[sjastro]

Here is a non maths version of the QM explanation as to why time is not an observable.

As Carl mentioned in a previous post one can define a quantum wavefunction as superimposed state containing all the possible outcomes for the observable.

Examples of observables are position, linear momentum, angular momentum, energy and spin. If the wavefunction is time independent the superimposed state does not change.
When a measurement is performed the wavefunction collapses and a measurement or observable is the outcome.
The same test can be performed over and over. The same superimposed state collapses each time to give an observable. From this you can calculate the average and standard deviation or variance of the measurements.
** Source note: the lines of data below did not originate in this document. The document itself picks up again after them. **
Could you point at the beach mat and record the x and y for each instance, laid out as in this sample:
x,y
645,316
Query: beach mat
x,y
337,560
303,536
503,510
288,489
Now let's bring time into the picture. Suppose the wavefunction is now time dependent. The superimposed state now changes with time along with any of the observables.
To perform a measurement involving a time dependent function one would have to so at the same specific time for each measurement.

It's for this reason time is not an observable. If it was each different time measurement would correspond to a different collapsing wavefuction.

For example if a particle decays, it has an intial and final quantum state.
If time was observable, the first few measurements for say energy may correspond to the initial state, all others may be for the final state.
You can't mix the different states of superimposition.

There is however an important relationship between the energy difference in 2 different quantum states and the time taken to go from one state to another. If the energy difference is large the time interval is small and vice versa.

Regards

Steven